Şu maddelere kim karşı çıkabilir:

-"Cumhurbaşkanının kararname çıkarma yetkisi kaldırılacak." Bu bir kişinin keyfiyle ülke yönetilmeyecek demek.

-"Sayıştay Anayasa'da yüksek mahkeme olarak düzenlenecek". Bunun anlamı Sayıştay'a kimse müdahale edemeyecek, hiç bir rapor sümen altı edilemeyecek demektir.

-"Basın Özgürlüğü güçlendirilecek,TRT ve Anadolu Ajansı bağımsızlık ve tarafsızlık esaslarına göre yeniden yapılandırılacak." Kötü mü?  bugün her iki kurum iktidarın borazanlığını yapıyor. Ne onun ne ötekinin olmalı, vatandaşa doğru ve tarafsız haber vermeli.Enfokrasi'ye yani -enformasyonun sömürülmesi, yönlendirilmesi üzerine kurulan iktidar yahut yönetim biçimine- neden olmamalı. Bu kurumlar ürettikleri haberlerle enfokrasinin failleri oldular.

-"Personel alımlarında mülakatlara son verilecek, yazılı sınav sıralamasına göre personel alımı yapılacak." Buna itiraz etmek mümkün mü? devlet çarkının işlemez hale gelmesinin nedenlerinden biri liyakatin yerini ehliyetsizliğin, torpilin, adaletsizliğin alması değil miydi? Yandaş olmayana devlet kapılarının kapandığı bir düzenden, devletin hak eden herkese açıldığı bir düzene geçilecek. Böylece vatandaş parti kapılarında izzeti nefsini ayaklar altına alarak el-ayak öpmekten kurtulacak. 

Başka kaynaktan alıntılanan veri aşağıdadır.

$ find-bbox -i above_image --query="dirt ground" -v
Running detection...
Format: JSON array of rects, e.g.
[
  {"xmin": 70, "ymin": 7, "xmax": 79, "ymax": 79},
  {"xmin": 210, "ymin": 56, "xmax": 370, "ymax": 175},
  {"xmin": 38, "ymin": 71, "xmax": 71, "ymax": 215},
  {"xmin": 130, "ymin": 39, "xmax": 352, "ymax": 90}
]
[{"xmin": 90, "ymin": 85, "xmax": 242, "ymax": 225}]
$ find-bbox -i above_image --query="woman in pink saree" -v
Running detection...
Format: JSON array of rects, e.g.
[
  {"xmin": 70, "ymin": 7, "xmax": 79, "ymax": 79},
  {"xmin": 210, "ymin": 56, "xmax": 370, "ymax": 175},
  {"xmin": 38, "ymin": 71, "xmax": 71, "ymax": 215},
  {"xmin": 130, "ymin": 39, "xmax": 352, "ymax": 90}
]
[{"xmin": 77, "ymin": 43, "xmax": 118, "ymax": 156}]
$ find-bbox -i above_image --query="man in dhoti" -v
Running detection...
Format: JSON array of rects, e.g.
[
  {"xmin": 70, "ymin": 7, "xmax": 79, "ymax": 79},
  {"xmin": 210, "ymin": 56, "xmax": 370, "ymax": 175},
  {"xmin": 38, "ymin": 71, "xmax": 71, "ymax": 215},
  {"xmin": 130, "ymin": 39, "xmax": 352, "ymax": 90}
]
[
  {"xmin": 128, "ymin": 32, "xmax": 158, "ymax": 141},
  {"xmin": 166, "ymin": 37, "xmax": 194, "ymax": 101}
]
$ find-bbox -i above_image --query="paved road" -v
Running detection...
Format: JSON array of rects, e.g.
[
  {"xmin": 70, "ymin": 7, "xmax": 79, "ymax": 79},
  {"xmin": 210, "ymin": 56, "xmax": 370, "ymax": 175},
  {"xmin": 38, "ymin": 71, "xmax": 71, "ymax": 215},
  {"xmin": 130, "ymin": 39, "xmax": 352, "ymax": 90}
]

-"TBMM'de Yolsuzlukları Araştırma Komisyonu kurulacak." " Yolsuzluklarda zamanaşımı kaldırılacak" Bu, yolsuzlukla mücadelenin mahkemelerle sınırlı kalmayacağı, meclis denetimi yoluyla bunun daha da etkinleştirileceği, çalanın yanında kar kalmayacağı  anlamına geliyor. Rüşvet milyarderlerinin çığ gibi büyüdüğü, milli gelire gitmesi gereken paranın birkaç haramzadeye gittiği bir ülkede böyle bir düzenlemeye hayır diyebilmek için  yolsuzluk çarkının içinde olmak gerekir.

-"Merkez bankası bağımsızlaştırılacak."Türkiye 1999-2002 krizinden bazı yapısal düzenlemeler yaparak çıkabildi. Bu düzenlemelerden en önemlisi Merkez Bankasının özerkleştirilmesiydi. Gelişmiş ülkelerde de para, onu iktidar aracı olarak çarçur etmek isteyen siyasetçilere değil, bağımsız Merkez Bankası ve bürokratlarına teslim edilmiş, mali disiplin öyle sağlanmıştır. MB'nın siyasetin buyruğu altına girmesinin acı sonuçlarını bugün hep beraber yaşıyoruz.

-"Cumhurbaşkanlığı'nın kullanımında olan uçak sayısı azaltılacak." İsraf vatandaşa haram da yönetenlere helal mı? İddiaya göre Cumhurbaşkanlığının 13 uçak ve 3 Helikopterlik filosu var. Bu uçaklar çoğu zaman hangarlarda bekletiliyor ve hazineye büyük yük getiriyor. Dünyanın en zengin ülkelerinin Cumhurbaşkanlarında bile bu lüks ve şatafat yok. İki veya üç uçak bir Cumhurbaşkanının neyine yetmiyor?  İtibar lüks ve gösterişte değil, tevazu ve ölçülülüktedir.

-"İş yeri kiralarında stopaj alınmaması,İnternet üzerindeki vergilerin bazılarının kaldırılıp, bazılarının ucuzlatılması,Tarımda kullanılan mazotta ÖTV'nin kaldırılması,Çiftçilerin kullandığı kredilerin faizlerinin silinmesi,Savunma Sanayiinde özel sektörün önünün açılarak adil rekabet ortamının sağlanması,Altay Tankında motor tedarik sürecinin tamamlanması,Kanal İstanbul'un iptal edilerek, bugüne kadar yapılan iş ve işlemlerin incelemeye alınması,Hızlı tren hatlarının sayısının artırılması,Atatürk Havalimanının yeniden uçuşa açılması,Esnafın salgın sürecinde kullandığı kredi ve Bağ-kur faizlerinin silinmesi,Cumhurbaşkanına ormanlık alanın vasfını değiştirme imkanı veren ek maddenin kaldırılması,Kente Karşı İşlenen suçların hukuk mevzuatı içine alınması,Devlet okullarında öğrencilere ücretsiz süt,su ve öğle yemeği verilmesi" gibi vaatlerin hepsi  topluma nefes aldıracak düzenlemeler.

Eksikler olabilir, unutulmamalıdır ki bu bir partinin vaat veya programı değil, altı farklı partinin ortaklaştığı noktalar.Programa bu mantıkla bakıldığı zaman -atlanan-veya -programa alınmayan- şeyleri anlamak ve tolere etmek daha kolay hale gelir.